In times of high oxygen requirement, such as the flight response, the horse has developed a technique known as splenic contraction.

This is where the horse has stored many oxygenated red blood cells within the spleen.

Upon the appearance of a stimulus that promotes the flight response adrenalin within the endocrine system will promote the spleen to contract. Thus releasing all the stored red blood cells back into the circulatory system. This immediately increases the amount of oxygen available for respiration and thus increases the amount of ATP that can be produced, allowing the muscles of the horse to work harder.

Glucose, unlike oxygen, is not carried attached to the blood cells. Instead it is carried within the blood plasma.

The Lymphatic System

The lymphatic system is a complex network comprising of lymph organs, lymph node, lymphatic tissues, lymph capillaries and lymph vessels that produce and transport lymph fluid from tissues to the cardiovascular system.

Lymph nodes act as filters, with an internal honeycomb like structure of lymphatic tissue. They are filled with lymphocytes that collect and destroy bacteria and viruses. When the body is fighting an infection, lymphocytes multiply rapidly and produce a characteristic swelling of the lymph nodes, known as lymphangitus.

Lymphatic Tissue is a specialized form of reticular connective tissue in the lymphatic system.

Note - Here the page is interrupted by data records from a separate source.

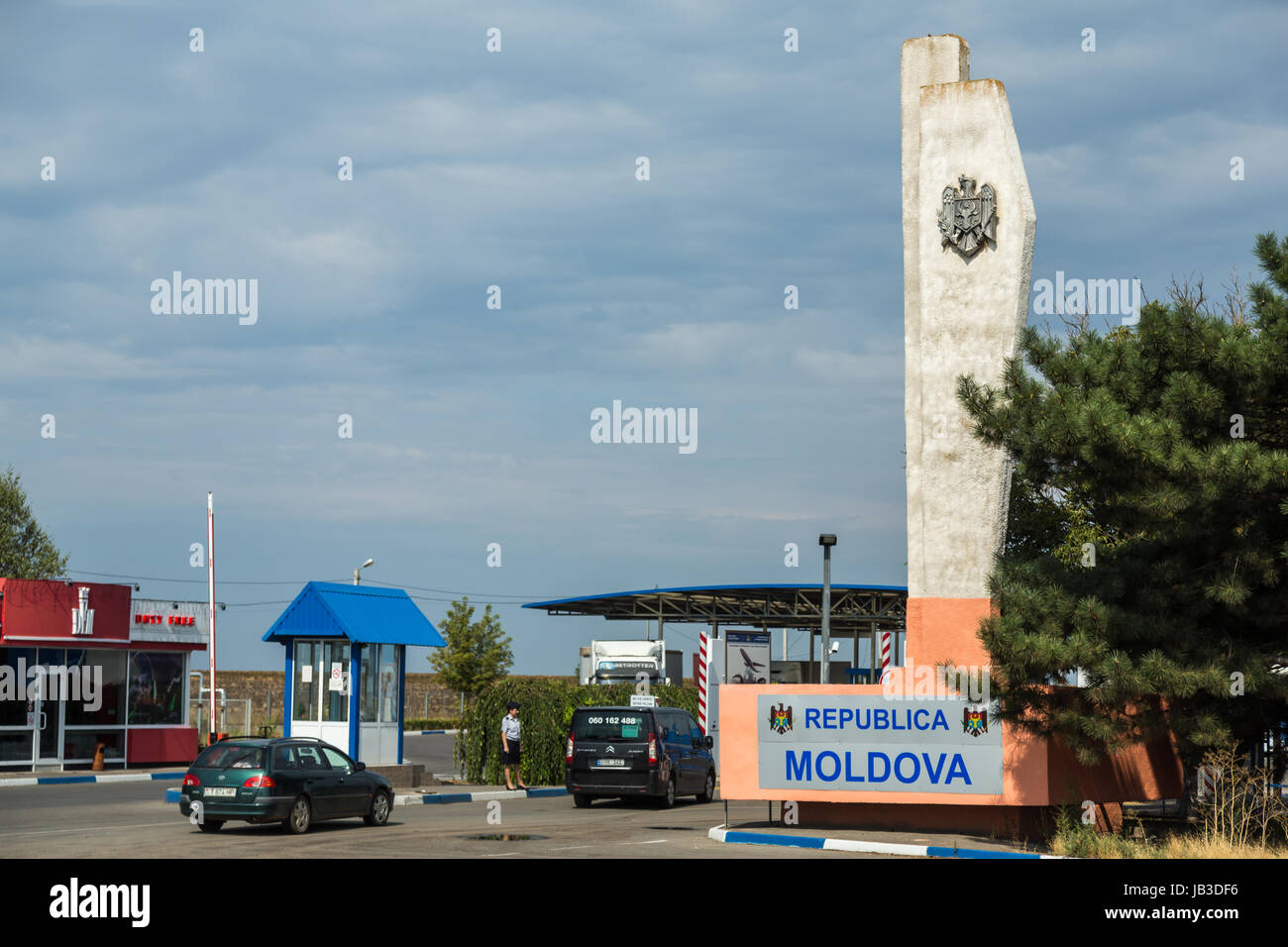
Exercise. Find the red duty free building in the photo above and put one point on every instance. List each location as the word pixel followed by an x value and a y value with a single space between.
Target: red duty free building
pixel 136 651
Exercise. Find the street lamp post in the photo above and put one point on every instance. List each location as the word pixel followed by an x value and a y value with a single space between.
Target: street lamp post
pixel 827 540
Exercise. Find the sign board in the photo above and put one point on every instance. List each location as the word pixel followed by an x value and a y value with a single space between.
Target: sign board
pixel 746 657
pixel 163 620
pixel 877 744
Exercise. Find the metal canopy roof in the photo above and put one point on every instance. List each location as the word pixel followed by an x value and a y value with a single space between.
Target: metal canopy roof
pixel 854 607
pixel 359 612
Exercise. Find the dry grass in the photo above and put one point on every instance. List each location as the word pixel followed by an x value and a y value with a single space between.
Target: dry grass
pixel 1244 819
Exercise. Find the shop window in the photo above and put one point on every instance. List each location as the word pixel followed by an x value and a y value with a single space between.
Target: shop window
pixel 13 694
pixel 102 702
pixel 16 748
pixel 156 686
pixel 80 745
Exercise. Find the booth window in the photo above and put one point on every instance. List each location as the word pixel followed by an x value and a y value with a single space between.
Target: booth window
pixel 335 703
pixel 156 686
pixel 370 684
pixel 305 686
pixel 387 684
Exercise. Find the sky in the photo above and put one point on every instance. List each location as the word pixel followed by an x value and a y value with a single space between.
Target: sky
pixel 518 169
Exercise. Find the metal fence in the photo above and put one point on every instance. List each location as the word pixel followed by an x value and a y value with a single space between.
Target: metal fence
pixel 233 718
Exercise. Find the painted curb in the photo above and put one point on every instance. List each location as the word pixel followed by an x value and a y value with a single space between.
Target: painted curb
pixel 110 777
pixel 881 848
pixel 445 797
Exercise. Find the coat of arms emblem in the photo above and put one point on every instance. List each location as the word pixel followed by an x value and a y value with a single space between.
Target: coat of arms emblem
pixel 780 719
pixel 969 219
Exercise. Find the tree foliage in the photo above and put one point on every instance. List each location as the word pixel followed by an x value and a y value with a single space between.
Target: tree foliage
pixel 1160 449
pixel 26 551
pixel 477 652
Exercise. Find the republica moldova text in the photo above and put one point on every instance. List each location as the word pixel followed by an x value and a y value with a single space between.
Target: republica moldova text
pixel 877 719
pixel 906 767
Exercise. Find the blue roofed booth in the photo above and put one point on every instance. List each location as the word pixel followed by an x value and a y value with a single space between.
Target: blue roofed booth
pixel 347 664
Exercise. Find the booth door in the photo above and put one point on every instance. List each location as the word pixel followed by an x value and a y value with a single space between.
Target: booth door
pixel 321 690
pixel 380 722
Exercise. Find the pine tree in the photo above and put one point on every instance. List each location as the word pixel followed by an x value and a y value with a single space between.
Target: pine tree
pixel 26 551
pixel 477 652
pixel 1159 454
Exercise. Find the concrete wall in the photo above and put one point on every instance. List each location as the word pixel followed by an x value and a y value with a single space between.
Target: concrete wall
pixel 962 313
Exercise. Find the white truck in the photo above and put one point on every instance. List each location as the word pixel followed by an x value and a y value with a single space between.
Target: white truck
pixel 618 663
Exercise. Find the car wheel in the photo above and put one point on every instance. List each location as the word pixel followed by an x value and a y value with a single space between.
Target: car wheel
pixel 301 815
pixel 668 799
pixel 378 813
pixel 709 791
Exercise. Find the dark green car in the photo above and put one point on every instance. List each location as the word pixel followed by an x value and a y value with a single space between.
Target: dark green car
pixel 294 781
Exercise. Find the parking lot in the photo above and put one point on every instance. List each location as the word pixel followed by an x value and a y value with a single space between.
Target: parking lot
pixel 130 821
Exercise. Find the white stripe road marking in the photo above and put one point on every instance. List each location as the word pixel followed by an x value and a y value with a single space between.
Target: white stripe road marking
pixel 89 828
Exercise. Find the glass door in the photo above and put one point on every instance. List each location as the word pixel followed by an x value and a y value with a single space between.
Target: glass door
pixel 17 714
pixel 48 705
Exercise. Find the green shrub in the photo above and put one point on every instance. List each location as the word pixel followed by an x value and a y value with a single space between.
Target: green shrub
pixel 433 723
pixel 545 710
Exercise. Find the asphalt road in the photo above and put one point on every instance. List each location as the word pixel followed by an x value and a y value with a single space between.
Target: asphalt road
pixel 130 821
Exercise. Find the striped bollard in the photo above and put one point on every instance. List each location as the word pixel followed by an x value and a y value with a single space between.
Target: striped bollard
pixel 702 684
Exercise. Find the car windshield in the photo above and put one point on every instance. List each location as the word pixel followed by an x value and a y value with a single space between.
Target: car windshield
pixel 231 757
pixel 610 724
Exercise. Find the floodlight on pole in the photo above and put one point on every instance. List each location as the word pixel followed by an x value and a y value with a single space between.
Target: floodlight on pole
pixel 827 540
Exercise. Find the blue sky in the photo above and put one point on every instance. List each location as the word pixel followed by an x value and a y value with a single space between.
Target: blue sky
pixel 472 425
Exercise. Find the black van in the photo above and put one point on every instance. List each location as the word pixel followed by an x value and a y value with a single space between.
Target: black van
pixel 638 751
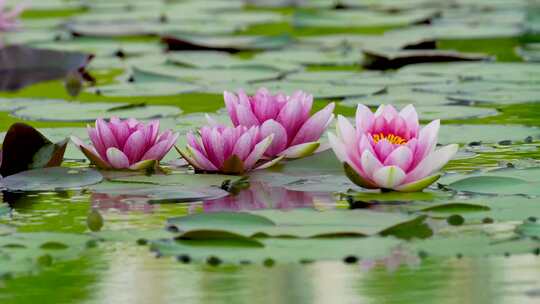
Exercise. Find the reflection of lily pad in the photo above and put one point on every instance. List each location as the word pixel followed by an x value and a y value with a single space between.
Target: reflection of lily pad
pixel 51 179
pixel 154 88
pixel 505 181
pixel 279 223
pixel 485 133
pixel 91 111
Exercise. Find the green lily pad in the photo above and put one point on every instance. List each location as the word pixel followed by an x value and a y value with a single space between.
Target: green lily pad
pixel 361 18
pixel 215 59
pixel 51 179
pixel 485 133
pixel 24 253
pixel 154 88
pixel 89 112
pixel 278 250
pixel 317 57
pixel 286 224
pixel 503 181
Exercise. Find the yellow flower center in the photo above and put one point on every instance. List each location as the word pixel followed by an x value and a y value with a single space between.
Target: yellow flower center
pixel 393 139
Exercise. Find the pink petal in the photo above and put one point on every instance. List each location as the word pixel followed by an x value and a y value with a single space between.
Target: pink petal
pixel 383 148
pixel 280 136
pixel 432 163
pixel 246 116
pixel 427 140
pixel 202 162
pixel 117 158
pixel 370 164
pixel 410 116
pixel 314 127
pixel 230 103
pixel 96 141
pixel 401 157
pixel 338 147
pixel 243 146
pixel 135 147
pixel 257 152
pixel 290 118
pixel 364 118
pixel 388 177
pixel 105 134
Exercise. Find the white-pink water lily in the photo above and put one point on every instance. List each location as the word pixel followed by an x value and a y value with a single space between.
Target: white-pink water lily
pixel 230 150
pixel 287 117
pixel 389 150
pixel 9 20
pixel 126 144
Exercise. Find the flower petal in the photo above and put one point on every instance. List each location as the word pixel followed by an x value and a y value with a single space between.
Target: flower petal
pixel 418 185
pixel 144 164
pixel 314 127
pixel 364 118
pixel 105 134
pixel 357 178
pixel 388 177
pixel 301 150
pixel 134 147
pixel 91 154
pixel 338 147
pixel 258 152
pixel 270 163
pixel 401 157
pixel 370 164
pixel 280 136
pixel 432 163
pixel 117 158
pixel 231 101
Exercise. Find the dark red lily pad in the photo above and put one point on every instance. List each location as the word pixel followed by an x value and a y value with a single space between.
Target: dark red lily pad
pixel 25 148
pixel 385 60
pixel 21 66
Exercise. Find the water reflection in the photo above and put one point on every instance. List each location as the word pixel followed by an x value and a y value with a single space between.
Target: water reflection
pixel 123 203
pixel 263 196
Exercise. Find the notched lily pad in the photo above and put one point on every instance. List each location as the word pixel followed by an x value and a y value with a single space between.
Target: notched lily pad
pixel 51 179
pixel 21 66
pixel 89 112
pixel 25 148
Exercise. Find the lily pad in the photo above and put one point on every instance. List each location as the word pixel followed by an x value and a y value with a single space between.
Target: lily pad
pixel 24 253
pixel 231 44
pixel 232 251
pixel 89 112
pixel 384 60
pixel 21 66
pixel 485 133
pixel 270 223
pixel 51 179
pixel 504 181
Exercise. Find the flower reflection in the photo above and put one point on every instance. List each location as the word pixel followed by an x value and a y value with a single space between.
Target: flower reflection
pixel 399 256
pixel 124 203
pixel 263 196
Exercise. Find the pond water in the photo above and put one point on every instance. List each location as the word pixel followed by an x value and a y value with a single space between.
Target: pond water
pixel 301 231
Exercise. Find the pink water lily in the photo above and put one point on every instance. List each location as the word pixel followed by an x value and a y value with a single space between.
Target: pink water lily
pixel 9 19
pixel 230 150
pixel 287 117
pixel 126 144
pixel 388 150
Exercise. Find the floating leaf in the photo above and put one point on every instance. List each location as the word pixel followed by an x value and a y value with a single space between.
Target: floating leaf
pixel 51 179
pixel 21 66
pixel 89 112
pixel 25 148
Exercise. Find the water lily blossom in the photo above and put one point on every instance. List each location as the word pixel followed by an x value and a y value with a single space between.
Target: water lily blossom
pixel 230 150
pixel 9 19
pixel 389 150
pixel 287 117
pixel 126 144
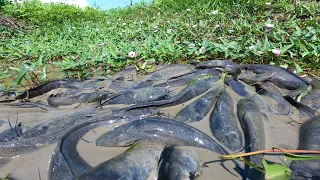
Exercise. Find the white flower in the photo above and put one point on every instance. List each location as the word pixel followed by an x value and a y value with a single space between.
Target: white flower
pixel 269 25
pixel 191 46
pixel 214 12
pixel 201 50
pixel 132 54
pixel 276 52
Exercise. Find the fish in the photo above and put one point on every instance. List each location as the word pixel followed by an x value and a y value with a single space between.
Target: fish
pixel 197 110
pixel 252 125
pixel 187 78
pixel 179 163
pixel 281 77
pixel 137 96
pixel 50 132
pixel 46 87
pixel 169 71
pixel 186 94
pixel 223 123
pixel 309 139
pixel 160 131
pixel 238 87
pixel 223 65
pixel 283 107
pixel 312 100
pixel 136 163
pixel 63 99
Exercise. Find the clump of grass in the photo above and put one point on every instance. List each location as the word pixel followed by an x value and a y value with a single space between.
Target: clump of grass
pixel 83 41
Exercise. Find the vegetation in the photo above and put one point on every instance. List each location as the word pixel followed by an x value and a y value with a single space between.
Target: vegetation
pixel 90 41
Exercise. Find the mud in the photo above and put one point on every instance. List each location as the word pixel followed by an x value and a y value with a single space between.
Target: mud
pixel 36 165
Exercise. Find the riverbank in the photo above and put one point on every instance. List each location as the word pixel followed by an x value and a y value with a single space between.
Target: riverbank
pixel 91 42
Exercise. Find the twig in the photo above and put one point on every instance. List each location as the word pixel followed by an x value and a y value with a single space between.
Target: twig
pixel 274 150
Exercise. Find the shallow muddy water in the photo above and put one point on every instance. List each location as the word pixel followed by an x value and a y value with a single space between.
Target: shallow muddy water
pixel 280 131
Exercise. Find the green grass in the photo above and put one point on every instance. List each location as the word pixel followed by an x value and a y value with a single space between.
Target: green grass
pixel 91 41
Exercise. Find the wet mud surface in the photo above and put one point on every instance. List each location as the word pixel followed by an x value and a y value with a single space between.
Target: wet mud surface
pixel 172 123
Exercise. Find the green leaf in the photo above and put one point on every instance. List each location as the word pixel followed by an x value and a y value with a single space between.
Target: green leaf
pixel 276 171
pixel 44 72
pixel 298 68
pixel 21 75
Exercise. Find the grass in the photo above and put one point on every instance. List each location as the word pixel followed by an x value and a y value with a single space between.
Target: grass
pixel 88 42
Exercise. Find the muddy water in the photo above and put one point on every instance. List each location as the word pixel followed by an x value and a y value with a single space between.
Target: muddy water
pixel 279 132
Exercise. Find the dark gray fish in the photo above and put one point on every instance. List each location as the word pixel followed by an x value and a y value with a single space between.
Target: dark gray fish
pixel 223 123
pixel 136 163
pixel 46 87
pixel 187 78
pixel 142 95
pixel 10 134
pixel 197 110
pixel 251 121
pixel 126 74
pixel 66 162
pixel 245 90
pixel 64 99
pixel 170 71
pixel 191 91
pixel 281 77
pixel 223 65
pixel 179 164
pixel 160 131
pixel 312 100
pixel 303 109
pixel 309 139
pixel 282 107
pixel 238 87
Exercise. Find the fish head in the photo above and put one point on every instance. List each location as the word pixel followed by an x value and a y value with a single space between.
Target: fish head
pixel 115 139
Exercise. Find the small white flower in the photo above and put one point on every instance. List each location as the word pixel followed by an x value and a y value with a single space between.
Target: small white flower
pixel 276 52
pixel 214 12
pixel 201 50
pixel 269 25
pixel 132 54
pixel 191 46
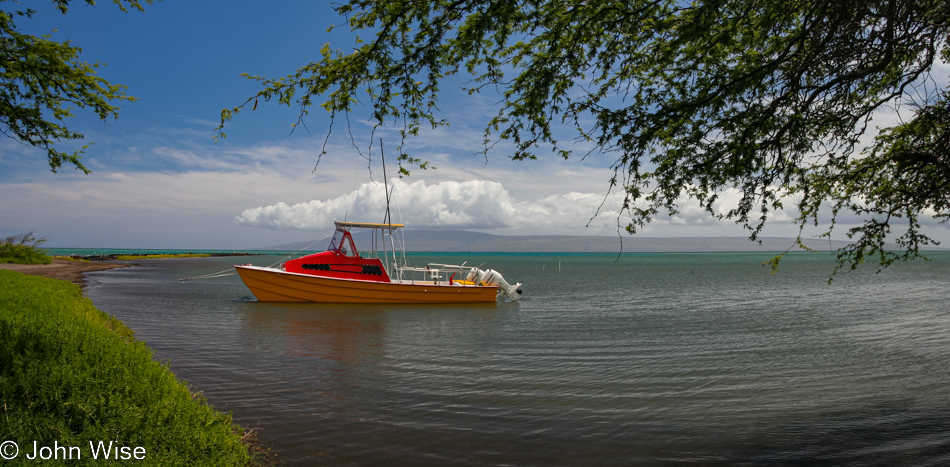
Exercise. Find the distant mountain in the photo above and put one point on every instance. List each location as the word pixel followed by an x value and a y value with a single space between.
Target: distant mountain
pixel 466 241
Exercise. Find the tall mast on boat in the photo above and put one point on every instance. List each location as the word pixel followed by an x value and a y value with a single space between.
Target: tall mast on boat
pixel 388 219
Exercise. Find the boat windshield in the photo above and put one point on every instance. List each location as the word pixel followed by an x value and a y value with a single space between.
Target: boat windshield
pixel 336 240
pixel 343 243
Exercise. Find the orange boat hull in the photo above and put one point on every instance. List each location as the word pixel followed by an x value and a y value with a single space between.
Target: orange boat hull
pixel 275 285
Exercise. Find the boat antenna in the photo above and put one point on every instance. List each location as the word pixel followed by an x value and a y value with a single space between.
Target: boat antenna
pixel 382 154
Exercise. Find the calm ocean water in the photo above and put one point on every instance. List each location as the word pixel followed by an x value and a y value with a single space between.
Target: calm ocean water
pixel 654 359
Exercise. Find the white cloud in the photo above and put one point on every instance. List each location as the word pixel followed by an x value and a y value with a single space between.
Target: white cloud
pixel 482 205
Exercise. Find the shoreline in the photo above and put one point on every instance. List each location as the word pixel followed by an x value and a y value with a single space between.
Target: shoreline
pixel 64 269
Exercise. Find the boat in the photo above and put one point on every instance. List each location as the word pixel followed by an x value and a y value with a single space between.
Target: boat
pixel 343 274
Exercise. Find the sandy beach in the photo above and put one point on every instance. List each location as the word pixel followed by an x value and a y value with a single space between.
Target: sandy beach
pixel 63 269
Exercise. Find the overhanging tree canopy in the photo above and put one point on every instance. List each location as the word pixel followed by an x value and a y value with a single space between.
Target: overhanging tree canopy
pixel 42 80
pixel 690 99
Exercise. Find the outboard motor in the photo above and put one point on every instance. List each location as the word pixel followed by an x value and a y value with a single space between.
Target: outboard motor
pixel 491 277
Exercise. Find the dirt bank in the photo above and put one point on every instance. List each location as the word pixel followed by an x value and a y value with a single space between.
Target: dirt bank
pixel 63 269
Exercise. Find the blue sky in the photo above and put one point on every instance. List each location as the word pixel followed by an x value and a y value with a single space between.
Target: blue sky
pixel 160 181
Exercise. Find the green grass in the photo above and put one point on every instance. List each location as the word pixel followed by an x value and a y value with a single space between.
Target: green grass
pixel 23 249
pixel 160 256
pixel 71 374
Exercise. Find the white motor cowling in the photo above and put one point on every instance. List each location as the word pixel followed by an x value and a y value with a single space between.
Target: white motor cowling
pixel 490 277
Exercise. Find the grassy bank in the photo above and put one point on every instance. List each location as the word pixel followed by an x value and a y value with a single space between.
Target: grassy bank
pixel 23 249
pixel 71 375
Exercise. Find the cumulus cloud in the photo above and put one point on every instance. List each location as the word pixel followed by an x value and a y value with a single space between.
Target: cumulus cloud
pixel 473 204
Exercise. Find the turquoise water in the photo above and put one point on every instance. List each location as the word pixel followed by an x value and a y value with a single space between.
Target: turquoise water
pixel 653 359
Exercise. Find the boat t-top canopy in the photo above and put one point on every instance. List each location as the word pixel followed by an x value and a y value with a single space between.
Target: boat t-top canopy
pixel 366 225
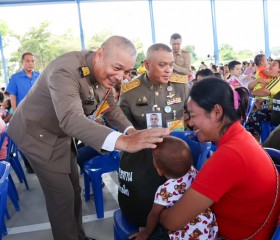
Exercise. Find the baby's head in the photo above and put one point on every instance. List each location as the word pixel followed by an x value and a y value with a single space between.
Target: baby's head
pixel 172 157
pixel 260 60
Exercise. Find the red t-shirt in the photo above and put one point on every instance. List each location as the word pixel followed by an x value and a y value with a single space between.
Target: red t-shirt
pixel 241 179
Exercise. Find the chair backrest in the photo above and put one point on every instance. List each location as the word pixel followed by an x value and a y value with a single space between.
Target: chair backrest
pixel 275 155
pixel 250 108
pixel 106 162
pixel 2 138
pixel 199 150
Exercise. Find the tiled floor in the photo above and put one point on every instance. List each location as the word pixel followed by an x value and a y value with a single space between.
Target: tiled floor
pixel 31 222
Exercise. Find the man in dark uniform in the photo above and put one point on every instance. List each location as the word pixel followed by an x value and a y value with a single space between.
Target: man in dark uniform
pixel 151 92
pixel 55 110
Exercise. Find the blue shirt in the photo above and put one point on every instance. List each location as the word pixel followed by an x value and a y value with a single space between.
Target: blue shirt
pixel 20 84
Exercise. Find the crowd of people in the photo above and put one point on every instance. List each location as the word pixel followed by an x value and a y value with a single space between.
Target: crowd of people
pixel 100 99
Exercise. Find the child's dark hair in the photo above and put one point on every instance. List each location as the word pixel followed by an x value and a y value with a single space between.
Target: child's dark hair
pixel 204 73
pixel 211 91
pixel 258 59
pixel 173 157
pixel 232 64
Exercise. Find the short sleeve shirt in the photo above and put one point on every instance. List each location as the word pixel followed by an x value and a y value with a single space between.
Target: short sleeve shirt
pixel 20 83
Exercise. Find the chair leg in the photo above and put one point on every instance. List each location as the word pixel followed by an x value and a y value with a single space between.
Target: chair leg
pixel 87 186
pixel 96 181
pixel 13 186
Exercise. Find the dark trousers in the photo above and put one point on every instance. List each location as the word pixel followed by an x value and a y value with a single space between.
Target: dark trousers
pixel 63 199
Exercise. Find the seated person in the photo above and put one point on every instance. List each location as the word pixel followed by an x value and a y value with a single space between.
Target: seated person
pixel 238 179
pixel 177 167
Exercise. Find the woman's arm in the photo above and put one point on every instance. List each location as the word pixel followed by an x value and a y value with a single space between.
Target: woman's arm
pixel 189 206
pixel 263 92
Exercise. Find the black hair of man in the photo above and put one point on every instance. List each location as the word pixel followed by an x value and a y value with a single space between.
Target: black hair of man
pixel 232 64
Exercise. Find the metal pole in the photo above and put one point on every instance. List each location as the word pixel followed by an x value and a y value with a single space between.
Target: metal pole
pixel 3 62
pixel 266 34
pixel 152 20
pixel 81 26
pixel 214 29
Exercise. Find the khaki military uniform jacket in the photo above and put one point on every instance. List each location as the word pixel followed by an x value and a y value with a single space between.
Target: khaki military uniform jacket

This tissue type makes up the spleen, the thymus, and the tonsils, as well as areas which are all associated with mucous membranes of the gastro-intestinal tract, within the digestive system.

Lymph vessels are thin walled, valved structures that carry lymph fluid. As part of the lymphatic system, lymph vessels are complimentary with the cardiovascular system. In contrast to the cardiovascular system, which carries blood under pressure to the entire body, lymph fluid is not under pressure and is propelled in a passive fashion, assisted by the valves. Fluid that leaks from the cardiovascular system is returned to general circulation via lymphatic vessels.

Lymphatic capillaries are tiny thin-walled blood vessels that are closed at one end and are located in the spaces between cells throughout the body. The main purpose of these vessels is to drain excess tissue fluids from around the cell ready to be filtered and returned to the venous circulation.

The lymphatic system has three interrelated functions:

• The removal of extracellular fluids from body tissues.
• The absorption of fatty acids and subsequent transport of fat to the cardiovascular system.
• The production of immune cells such as lymphocytes and monocytes.

So overall the lymphatic system provides a vital role in supporting and maintaining the other systems within the horse’s body. This allows those other systems to operate at their maximum capacity (providing there are no other defects) and thus aids the flight response.

The Example

Now that we have explored the flight response on a macroscopic and microscopic level it may be helpful just to put it together as a simple example.

For this example we shall use a plastic bag as the stimuli. Something that most riders have been on the receiving end of. The horse is happily walking along when out of the corner of his eye he spots something in the bushes up ahead.

Sensory neurons send electronic messages to the brain.

His evolutionary instincts as a prey animal invoke the flight response.

A motor output is distributed by the motor neurons to effector organs.

Meanwhile cellular respiration occurs, using glucose and oxygen provided by digestive, respiratory and cardiovascular systems, to produce ATP.

The production of this process can be increased by splenic contraction.

ATP is then used in ATP hydrolysis to contract the muscles.

The muscles within the limbs contract in antagonistic pairs to propel the horse’s body forward supported by the bones of the skeletal system.

Thus resulting in the horse running away from the plastic bag.